Some of my CILT colleagues doing work in the area presented at the workshop (programme here). Tony Carr talked about how he is using SNA to map networks and different networked discussion spaces within the e/merge Africa community (the discussion space on the community portal and its Facebook page). Sarah Goodier looked at authorship connections in science publications and online visibility. These connections help us to understand the dissemination and discoverability of science research in the Global South and beyond.
Media Honours student Inez Patel gave an insightful presentation on how she used SNA to contrast social media around The Shining Girls by Lauren Beukes and Ron Irwin’s Flatwater Tuesday. She honed in on Facebook newsfeed algorithms and participation on author fan pages.
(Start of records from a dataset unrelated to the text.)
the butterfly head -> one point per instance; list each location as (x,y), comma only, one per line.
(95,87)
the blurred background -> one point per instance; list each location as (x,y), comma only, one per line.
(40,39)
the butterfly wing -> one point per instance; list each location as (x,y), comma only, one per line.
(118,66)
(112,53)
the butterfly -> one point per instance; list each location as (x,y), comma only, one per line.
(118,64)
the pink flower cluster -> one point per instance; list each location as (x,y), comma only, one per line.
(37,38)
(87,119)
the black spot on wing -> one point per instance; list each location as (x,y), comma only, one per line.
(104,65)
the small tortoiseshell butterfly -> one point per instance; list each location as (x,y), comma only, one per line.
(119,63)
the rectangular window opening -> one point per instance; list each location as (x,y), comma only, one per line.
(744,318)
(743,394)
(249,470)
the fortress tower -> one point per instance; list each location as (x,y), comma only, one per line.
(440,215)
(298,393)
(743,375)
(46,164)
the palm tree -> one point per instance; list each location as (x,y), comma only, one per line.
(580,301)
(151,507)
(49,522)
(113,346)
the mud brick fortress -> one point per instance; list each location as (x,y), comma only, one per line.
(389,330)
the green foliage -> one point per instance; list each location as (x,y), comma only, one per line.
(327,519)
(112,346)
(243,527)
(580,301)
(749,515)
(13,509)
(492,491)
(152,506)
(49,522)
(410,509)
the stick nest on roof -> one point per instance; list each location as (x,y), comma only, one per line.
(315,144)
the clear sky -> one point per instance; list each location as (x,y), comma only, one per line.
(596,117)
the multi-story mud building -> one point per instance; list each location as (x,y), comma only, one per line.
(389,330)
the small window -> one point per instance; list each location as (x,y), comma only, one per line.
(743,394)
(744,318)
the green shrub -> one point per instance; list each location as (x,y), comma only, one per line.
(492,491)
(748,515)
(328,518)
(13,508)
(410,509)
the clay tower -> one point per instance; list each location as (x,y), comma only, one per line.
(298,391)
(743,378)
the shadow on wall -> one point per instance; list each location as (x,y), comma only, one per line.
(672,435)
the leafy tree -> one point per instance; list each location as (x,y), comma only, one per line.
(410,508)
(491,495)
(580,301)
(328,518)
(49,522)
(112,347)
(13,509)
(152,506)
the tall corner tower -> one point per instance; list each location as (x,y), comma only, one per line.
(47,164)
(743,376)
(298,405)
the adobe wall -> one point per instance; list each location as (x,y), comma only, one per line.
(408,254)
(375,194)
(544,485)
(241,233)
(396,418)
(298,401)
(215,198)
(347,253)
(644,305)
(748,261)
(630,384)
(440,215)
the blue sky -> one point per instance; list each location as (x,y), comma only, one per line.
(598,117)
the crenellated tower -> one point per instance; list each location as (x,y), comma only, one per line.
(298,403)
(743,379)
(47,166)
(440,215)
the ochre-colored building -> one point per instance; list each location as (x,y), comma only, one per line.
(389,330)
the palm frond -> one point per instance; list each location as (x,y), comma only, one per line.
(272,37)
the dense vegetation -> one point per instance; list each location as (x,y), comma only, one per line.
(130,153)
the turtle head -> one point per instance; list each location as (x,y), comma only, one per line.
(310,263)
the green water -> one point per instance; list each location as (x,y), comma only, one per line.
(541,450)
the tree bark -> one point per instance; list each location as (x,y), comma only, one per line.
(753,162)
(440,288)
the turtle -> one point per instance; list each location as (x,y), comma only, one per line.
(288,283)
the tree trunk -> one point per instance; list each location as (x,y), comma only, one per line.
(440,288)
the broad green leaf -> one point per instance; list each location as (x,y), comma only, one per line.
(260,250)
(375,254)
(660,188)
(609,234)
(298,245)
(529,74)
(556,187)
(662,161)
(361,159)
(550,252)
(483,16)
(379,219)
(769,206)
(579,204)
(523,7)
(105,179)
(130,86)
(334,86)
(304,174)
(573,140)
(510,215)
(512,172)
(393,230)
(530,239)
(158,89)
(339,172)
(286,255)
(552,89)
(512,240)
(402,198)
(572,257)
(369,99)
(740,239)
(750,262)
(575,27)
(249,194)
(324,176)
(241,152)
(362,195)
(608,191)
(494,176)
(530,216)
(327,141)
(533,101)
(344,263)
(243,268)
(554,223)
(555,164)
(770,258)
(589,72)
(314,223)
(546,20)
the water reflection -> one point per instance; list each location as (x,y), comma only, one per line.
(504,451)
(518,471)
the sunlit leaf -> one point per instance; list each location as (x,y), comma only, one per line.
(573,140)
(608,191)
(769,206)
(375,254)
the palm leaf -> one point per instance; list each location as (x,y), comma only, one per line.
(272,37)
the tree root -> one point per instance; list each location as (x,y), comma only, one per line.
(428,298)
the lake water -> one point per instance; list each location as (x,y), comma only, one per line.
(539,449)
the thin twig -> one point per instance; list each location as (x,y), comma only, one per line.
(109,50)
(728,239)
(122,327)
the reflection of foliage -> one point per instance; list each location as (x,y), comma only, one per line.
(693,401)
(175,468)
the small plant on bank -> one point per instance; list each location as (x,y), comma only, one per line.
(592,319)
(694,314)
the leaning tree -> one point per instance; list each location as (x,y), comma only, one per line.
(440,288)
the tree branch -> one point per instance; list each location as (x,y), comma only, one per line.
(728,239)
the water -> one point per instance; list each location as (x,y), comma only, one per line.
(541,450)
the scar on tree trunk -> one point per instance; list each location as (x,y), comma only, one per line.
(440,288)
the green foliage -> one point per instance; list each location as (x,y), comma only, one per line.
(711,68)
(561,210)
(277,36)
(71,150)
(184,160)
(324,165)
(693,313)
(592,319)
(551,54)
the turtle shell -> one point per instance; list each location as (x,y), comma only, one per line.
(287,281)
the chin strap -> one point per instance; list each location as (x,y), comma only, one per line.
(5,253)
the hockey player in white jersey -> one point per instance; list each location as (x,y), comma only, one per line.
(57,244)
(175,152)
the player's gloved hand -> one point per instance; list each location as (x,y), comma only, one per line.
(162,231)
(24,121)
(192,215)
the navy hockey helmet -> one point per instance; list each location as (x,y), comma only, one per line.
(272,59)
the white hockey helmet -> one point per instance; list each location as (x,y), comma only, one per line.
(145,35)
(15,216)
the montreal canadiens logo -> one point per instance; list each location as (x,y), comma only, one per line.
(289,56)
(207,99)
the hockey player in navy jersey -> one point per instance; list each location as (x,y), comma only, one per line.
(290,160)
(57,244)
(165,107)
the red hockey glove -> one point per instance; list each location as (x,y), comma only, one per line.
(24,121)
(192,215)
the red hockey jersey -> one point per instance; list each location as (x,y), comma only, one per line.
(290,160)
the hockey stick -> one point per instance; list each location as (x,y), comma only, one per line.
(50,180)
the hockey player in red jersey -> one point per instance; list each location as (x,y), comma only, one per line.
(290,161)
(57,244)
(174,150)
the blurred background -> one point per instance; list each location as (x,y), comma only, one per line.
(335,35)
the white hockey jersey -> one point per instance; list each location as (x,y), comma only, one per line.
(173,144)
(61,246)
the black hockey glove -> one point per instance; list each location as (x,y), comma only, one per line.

Ron lectures in the Centre for Film and Media Studies and Inez used the findings from her thesis to inform the design of Ron’s website for his novel.
Kyle Findlay from TNS Global Brand Equity Centre presented on lessons learnt from mapping the South African Twittersphere. He analysed tweets three months prior to the national election (ahem… A million tweets – what a hairball of connections!), which was also SA’s first election where social media was used in a significant way.
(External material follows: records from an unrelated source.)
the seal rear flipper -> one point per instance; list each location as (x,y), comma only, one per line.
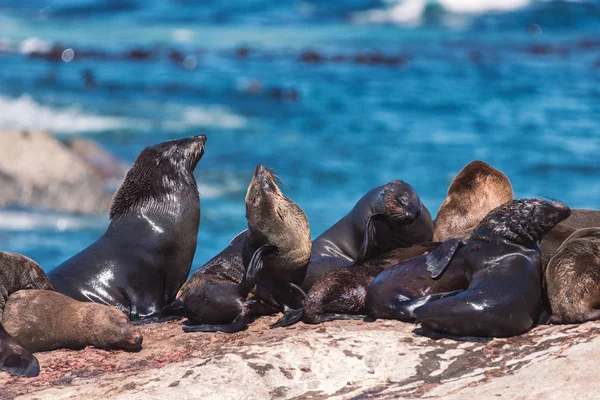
(290,317)
(14,359)
(156,320)
(256,265)
(438,259)
(240,323)
(368,249)
(174,309)
(319,318)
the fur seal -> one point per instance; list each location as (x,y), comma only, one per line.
(18,272)
(573,278)
(146,254)
(273,254)
(583,218)
(396,292)
(340,294)
(503,266)
(386,218)
(43,320)
(475,191)
(552,241)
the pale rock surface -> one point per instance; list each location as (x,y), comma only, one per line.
(338,360)
(38,171)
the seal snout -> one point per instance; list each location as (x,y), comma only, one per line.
(265,180)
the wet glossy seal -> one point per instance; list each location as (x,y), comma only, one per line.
(475,191)
(573,278)
(146,254)
(340,294)
(396,292)
(503,265)
(386,218)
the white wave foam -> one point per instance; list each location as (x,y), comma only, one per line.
(206,117)
(26,113)
(23,221)
(410,12)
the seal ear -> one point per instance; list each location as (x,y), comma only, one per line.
(256,265)
(14,359)
(369,244)
(438,259)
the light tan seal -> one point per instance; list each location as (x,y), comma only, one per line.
(18,272)
(475,191)
(43,320)
(573,278)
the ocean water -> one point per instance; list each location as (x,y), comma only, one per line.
(336,96)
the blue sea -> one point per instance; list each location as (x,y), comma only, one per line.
(336,96)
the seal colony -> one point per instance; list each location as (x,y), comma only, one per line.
(488,265)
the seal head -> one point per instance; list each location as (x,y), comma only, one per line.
(475,191)
(504,270)
(145,255)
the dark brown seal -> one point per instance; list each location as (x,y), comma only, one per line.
(552,241)
(275,251)
(145,255)
(504,269)
(573,278)
(43,320)
(18,272)
(386,218)
(340,294)
(396,292)
(475,191)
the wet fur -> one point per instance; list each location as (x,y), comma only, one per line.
(475,191)
(342,292)
(144,257)
(503,266)
(397,291)
(403,221)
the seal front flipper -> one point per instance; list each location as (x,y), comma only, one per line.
(438,259)
(403,308)
(256,265)
(292,315)
(240,323)
(174,309)
(14,359)
(369,245)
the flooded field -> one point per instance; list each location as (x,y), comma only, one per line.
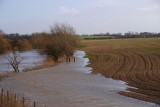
(30,59)
(70,85)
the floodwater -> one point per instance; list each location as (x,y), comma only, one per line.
(70,85)
(29,59)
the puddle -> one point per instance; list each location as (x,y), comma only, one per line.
(71,85)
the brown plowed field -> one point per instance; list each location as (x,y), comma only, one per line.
(136,61)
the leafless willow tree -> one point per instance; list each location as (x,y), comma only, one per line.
(64,41)
(14,60)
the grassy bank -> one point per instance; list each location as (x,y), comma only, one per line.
(136,61)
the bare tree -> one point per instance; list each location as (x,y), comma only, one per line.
(14,60)
(65,39)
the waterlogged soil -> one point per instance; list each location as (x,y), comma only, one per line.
(70,85)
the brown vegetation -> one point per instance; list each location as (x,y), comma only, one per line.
(62,40)
(136,61)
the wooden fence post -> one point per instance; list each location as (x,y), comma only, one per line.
(34,105)
(2,95)
(23,101)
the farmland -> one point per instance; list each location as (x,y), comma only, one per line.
(135,61)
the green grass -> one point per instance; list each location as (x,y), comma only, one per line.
(95,37)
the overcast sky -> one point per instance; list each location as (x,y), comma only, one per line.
(86,16)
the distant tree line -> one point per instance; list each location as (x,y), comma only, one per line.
(60,41)
(128,35)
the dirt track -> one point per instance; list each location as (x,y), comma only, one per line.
(136,61)
(70,85)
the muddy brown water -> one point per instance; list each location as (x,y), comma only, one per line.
(70,85)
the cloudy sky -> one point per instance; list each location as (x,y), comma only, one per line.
(86,16)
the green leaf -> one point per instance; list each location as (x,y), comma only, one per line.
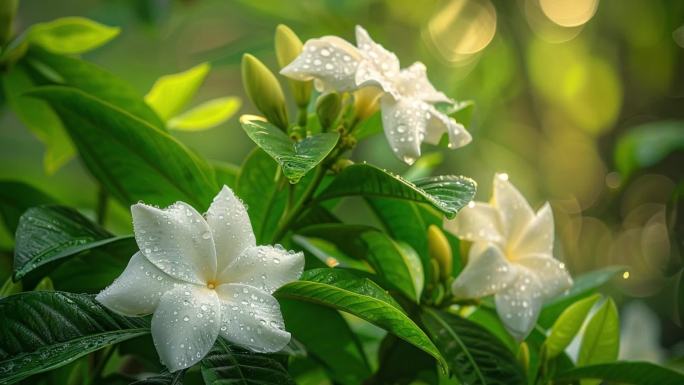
(207,115)
(50,68)
(601,340)
(646,145)
(624,372)
(474,355)
(397,263)
(39,118)
(227,364)
(138,162)
(47,235)
(41,330)
(447,193)
(361,297)
(295,158)
(328,338)
(16,198)
(568,325)
(170,93)
(71,35)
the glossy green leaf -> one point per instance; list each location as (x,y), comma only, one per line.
(624,372)
(71,35)
(447,193)
(568,325)
(16,198)
(295,158)
(361,297)
(39,118)
(139,162)
(47,235)
(601,339)
(328,338)
(170,93)
(207,115)
(474,355)
(227,364)
(62,328)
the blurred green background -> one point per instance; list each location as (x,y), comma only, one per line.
(581,102)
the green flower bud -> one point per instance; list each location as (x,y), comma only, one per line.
(288,47)
(264,91)
(440,251)
(328,108)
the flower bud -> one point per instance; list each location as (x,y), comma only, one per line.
(264,91)
(328,109)
(440,251)
(288,47)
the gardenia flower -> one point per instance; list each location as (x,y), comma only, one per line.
(511,256)
(408,101)
(203,277)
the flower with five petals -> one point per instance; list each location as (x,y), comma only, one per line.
(408,98)
(511,256)
(203,277)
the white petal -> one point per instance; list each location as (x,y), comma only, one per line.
(537,237)
(514,210)
(330,60)
(486,273)
(186,325)
(177,240)
(265,267)
(519,304)
(477,222)
(251,318)
(138,289)
(232,230)
(551,273)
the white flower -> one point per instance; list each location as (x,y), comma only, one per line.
(203,277)
(511,256)
(408,113)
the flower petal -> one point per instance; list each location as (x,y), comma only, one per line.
(519,304)
(486,273)
(251,318)
(551,273)
(514,210)
(477,222)
(231,228)
(265,267)
(186,325)
(177,240)
(138,289)
(330,60)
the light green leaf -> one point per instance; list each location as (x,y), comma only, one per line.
(361,297)
(71,35)
(206,115)
(568,325)
(474,355)
(601,340)
(139,162)
(295,158)
(447,193)
(624,372)
(63,327)
(170,93)
(39,118)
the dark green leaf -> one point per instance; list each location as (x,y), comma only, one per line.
(624,372)
(295,158)
(361,297)
(40,331)
(138,162)
(474,355)
(448,193)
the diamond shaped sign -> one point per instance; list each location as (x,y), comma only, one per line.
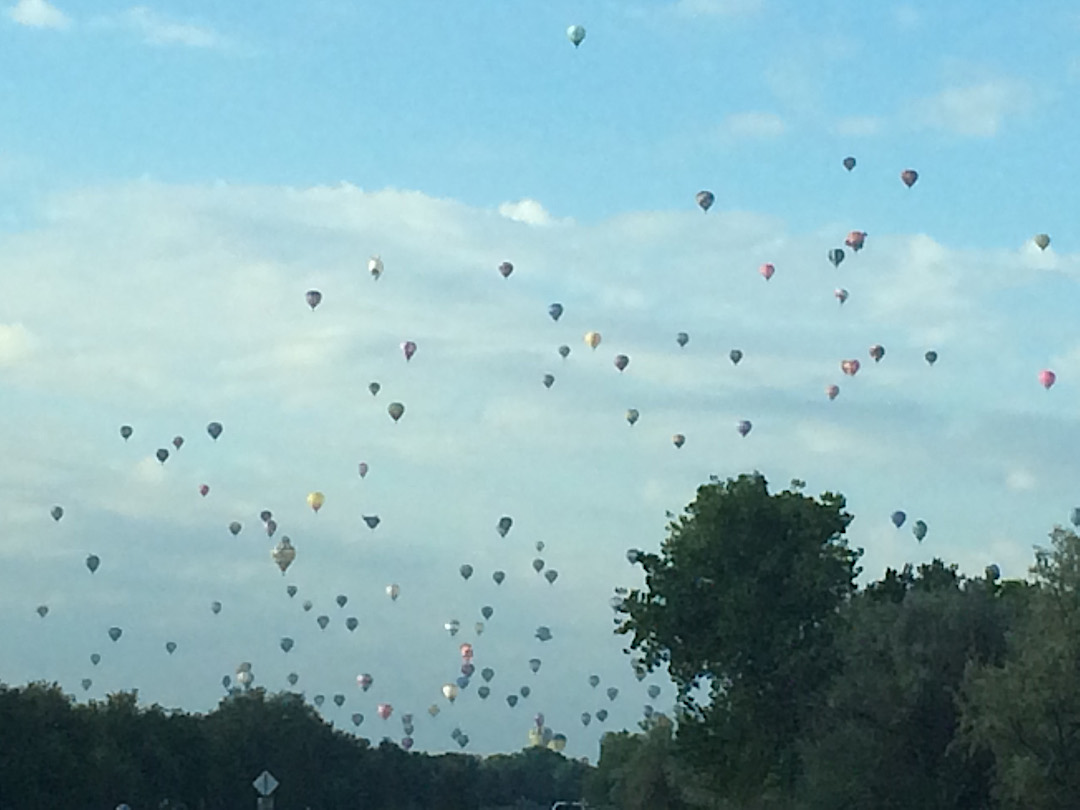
(265,783)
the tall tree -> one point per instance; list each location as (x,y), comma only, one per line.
(745,593)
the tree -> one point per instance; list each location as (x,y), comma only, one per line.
(746,592)
(1026,710)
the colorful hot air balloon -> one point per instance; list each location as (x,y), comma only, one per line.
(855,240)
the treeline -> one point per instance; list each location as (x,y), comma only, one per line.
(925,689)
(56,754)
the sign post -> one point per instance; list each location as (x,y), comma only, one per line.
(265,784)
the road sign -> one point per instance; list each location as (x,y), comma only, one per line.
(265,783)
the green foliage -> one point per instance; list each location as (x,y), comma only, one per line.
(57,754)
(746,591)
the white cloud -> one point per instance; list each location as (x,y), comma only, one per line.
(528,212)
(754,124)
(979,108)
(38,14)
(167,307)
(159,30)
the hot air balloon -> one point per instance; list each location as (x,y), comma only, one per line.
(855,240)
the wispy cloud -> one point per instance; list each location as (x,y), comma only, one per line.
(159,30)
(39,14)
(977,108)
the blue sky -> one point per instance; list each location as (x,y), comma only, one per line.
(174,177)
My PhD supervisor Associate Professor Marion Walton did a cross-platform social media content analysis based on images, Facebook posts and tweets emerging from riots in Sasolberg, better known as the Zamdela protests. Marion asks us to question the implications of inequality and how these influence our public sphere and how discourse is disproportionately affected by who has access. She asks whose pictures of the riot did we see? Who gets heard or seen? She noticed the dominance of online and print media and found that pictures online came from traditional channels and very little citizen media – protesters did not tweet pictures, possibly due to data costs. She argues that while people have access, this does not translate into visibility. Her presentation also has implications for local journalism and a better understanding of citizen media and participation which is still rare, despite increased access to smartphones.
While I love social media and am intrigued by social connections online, I presented on the use of SNA to map offline relationships. I used NodeXL as part of my PhD thesis to contrast children’s play patterns with digital games in after-school settings. Of course this involved a lot of manual data entry. Learning about SNA and getting my sociograms right took about 6 months of my PhD. I presented on this work, reflecting on some of the ways that SNA can enhance traditional research as well as some of the limitations people need to be aware of when using it. Marc shared some interesting thoughts on how I could apply this kind of work to settings in education which is highly relevant to my current work. My presentation below and description is available here. My thesis with the chapter on this work is available here.
A huge thanks again to Marion Walton for arranging such a fabulous event! I am excited to be part of a fascinating and growing research community and plan to use SNA and NodeXL in some of my research work going forwards.